If the stock market applied the same multiple to Renault-Nissan as it does to Tesla (TSLA) today, Renault-Nissan would be by far the biggest car company globally by market cap.

If Renault-Nissan fulyl merged, the company could also save billions more per year. At least it’s moving ever closer (for example, battery supply fpr future EVs coming from LG Chem for both companies).

The overwhelming majority of the alliance’s sales and profits are in ICEv.

Stock market does not evaluate based on past profits but discounted projected future profits.l

Yeah, Nissan and Renault are queen of the pigs. Also if you do the comparison using sales dollars rather than units then the percentages change dramatically.

You could use dollars, euros, or kWh and the tables would look dramatically different.

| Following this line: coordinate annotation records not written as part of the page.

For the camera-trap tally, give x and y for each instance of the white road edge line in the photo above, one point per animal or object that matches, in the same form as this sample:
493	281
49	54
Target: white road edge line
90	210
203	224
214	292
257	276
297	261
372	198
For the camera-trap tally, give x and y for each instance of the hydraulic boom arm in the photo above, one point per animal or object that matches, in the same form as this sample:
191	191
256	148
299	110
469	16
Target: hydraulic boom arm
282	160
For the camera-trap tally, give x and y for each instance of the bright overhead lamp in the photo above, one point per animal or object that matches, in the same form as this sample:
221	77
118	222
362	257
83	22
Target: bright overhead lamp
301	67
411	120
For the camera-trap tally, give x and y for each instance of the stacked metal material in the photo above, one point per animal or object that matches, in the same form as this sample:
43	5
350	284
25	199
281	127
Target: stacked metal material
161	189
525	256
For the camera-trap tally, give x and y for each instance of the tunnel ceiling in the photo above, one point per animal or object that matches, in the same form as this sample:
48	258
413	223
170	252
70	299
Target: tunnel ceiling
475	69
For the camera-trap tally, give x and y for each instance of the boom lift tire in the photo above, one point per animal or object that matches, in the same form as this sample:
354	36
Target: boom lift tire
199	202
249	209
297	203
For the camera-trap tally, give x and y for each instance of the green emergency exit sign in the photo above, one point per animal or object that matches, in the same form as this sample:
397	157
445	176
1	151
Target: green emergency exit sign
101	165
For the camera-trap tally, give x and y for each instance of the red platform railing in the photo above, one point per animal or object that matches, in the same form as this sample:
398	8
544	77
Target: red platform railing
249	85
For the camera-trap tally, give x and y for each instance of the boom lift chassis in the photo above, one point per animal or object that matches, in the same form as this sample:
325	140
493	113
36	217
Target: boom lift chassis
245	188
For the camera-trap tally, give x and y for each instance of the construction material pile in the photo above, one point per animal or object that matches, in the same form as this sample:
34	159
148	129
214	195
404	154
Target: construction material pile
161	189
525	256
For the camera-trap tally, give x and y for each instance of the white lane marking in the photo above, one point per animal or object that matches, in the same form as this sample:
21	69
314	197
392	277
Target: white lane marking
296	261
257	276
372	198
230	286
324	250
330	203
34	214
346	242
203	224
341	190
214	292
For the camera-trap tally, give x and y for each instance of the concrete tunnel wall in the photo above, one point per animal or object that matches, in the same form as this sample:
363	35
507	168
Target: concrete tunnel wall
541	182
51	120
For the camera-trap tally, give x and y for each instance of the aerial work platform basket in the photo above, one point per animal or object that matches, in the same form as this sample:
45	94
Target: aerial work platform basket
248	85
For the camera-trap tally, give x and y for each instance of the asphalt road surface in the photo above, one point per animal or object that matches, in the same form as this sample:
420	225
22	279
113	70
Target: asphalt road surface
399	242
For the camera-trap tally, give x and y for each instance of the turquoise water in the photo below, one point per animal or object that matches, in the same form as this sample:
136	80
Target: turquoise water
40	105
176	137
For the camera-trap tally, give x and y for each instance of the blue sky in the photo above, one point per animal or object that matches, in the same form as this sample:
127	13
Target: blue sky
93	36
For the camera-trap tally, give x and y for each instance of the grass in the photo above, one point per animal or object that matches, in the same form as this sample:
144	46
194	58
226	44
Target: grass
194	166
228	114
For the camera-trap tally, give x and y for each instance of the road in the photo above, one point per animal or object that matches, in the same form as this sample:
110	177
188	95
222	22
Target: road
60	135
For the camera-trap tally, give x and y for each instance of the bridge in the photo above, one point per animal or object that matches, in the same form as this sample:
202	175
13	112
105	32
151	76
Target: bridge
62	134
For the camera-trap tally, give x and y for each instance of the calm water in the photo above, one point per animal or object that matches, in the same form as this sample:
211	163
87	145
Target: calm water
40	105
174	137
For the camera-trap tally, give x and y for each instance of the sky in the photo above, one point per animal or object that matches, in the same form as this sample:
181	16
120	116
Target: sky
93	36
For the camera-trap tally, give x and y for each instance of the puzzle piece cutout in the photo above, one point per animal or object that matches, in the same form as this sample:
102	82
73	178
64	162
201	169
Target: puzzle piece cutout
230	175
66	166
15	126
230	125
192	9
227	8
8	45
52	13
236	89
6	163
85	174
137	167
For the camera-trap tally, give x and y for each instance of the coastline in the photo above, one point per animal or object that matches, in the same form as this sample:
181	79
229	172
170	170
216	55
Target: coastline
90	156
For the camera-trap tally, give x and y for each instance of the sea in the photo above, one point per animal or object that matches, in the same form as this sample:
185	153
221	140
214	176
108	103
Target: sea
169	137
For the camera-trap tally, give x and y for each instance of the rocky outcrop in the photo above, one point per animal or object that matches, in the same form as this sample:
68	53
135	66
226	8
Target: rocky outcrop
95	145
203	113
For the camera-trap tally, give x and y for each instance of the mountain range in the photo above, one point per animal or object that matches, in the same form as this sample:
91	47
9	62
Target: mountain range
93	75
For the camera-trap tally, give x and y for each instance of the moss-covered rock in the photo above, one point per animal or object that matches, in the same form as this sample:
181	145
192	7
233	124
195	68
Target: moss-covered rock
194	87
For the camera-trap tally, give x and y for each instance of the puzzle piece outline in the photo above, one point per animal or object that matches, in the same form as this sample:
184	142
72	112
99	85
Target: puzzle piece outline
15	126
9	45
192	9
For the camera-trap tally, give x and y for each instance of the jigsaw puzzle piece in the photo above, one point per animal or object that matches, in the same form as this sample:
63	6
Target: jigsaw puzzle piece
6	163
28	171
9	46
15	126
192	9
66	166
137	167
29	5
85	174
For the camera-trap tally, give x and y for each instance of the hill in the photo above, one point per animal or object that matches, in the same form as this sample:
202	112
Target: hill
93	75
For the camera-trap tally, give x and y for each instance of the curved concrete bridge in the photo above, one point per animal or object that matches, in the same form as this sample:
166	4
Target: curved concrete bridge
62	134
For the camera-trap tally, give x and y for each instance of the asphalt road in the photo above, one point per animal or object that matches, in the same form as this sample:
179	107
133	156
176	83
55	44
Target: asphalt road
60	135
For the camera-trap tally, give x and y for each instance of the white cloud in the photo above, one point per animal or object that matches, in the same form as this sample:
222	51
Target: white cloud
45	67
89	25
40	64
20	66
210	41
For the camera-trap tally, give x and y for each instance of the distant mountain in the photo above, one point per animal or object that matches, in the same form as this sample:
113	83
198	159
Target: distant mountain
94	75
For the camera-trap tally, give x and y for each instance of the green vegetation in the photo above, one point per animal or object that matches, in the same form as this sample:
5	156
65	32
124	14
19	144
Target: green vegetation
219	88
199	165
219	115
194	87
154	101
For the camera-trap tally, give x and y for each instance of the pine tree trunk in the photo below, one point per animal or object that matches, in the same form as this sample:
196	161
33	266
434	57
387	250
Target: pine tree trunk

The goal is to get an individual out of his/her daily ICE commuter into a BEV. So number of BEVs sold is the only number that matters.

I would modify that slightly. The goal is to reduce the amount of gasoline that would have been burned otherwise. The closest proxy we have to that is miles driven. Therefore, I would argue that EV miles is the statistic that matters more than kWh, # cars, etc.

You can apply this to PHEVs/EREVs as well. Of course, in the US we find that Volts have driven more EV miles than Leafs, which would make them the leader.

Yeah, getting 10 people out of a Hummer H2 and into a EV reduces gasoline use much more than getting 10 people out of a Prius and into a EV.

If the leaf owners just drive less than volt owners cease they make life choices to live close to work or reduce unnecessary trips, isn’t that best for the environment, traffic, and wear on roads? I’m not sure that the volt being driven more miles on average than the Leaf makes it better for the environment. Encouraging longer commutes is bad regardless of the vehicle driven. I’m not saying that the Volt isn’t saving a lot of gas use, but I wouldn’t say it is better for the environment than a Leaf because of its range. More practical, yes. But not better for the environment from a social engineering standpoint.

You are making a big assumption here, and that is that the people are deciding how close to live to work based on their car. You have that exactly backwards – people chose their car based on what fits their needs, including their commute distance. I agree that sprawl and long commutes is an issue. But don’t blame that on the car. The Volt meets people where they are, allowing for more electric miles than the Leaf. If somebody has a commute too long for a Leaf, but chooses a Volt instead, then the Volt enabled them to drive 40 miles/day without gasoline. The Leaf cannot do that because it wouldn’t work in the first place. Therefore the Volt is absolutely offsetting the gasoline that they would have burned if they chose, say, a Prius instead. The elephant in the room is the fact that people travel more trips than simply their commute. My daily driving averages 25-30 miles. However, I often take trips longer than 150 miles. A Leaf works for me because we can take my wife’s car out of town. If I had one car, then it wouldn’t work even though I chose to live 2.5 miles… Read more »

Gibber. That is not true. The point of electric transportation is not to reduce emissions, but to give people better and more convenient cars. And for heavy trucking the point is to reduce the costs of logistics.

If we want to reduce carbon emission, the most efficient way would be to mix synthetic diesel and synthetic kerosene into fossil fuels.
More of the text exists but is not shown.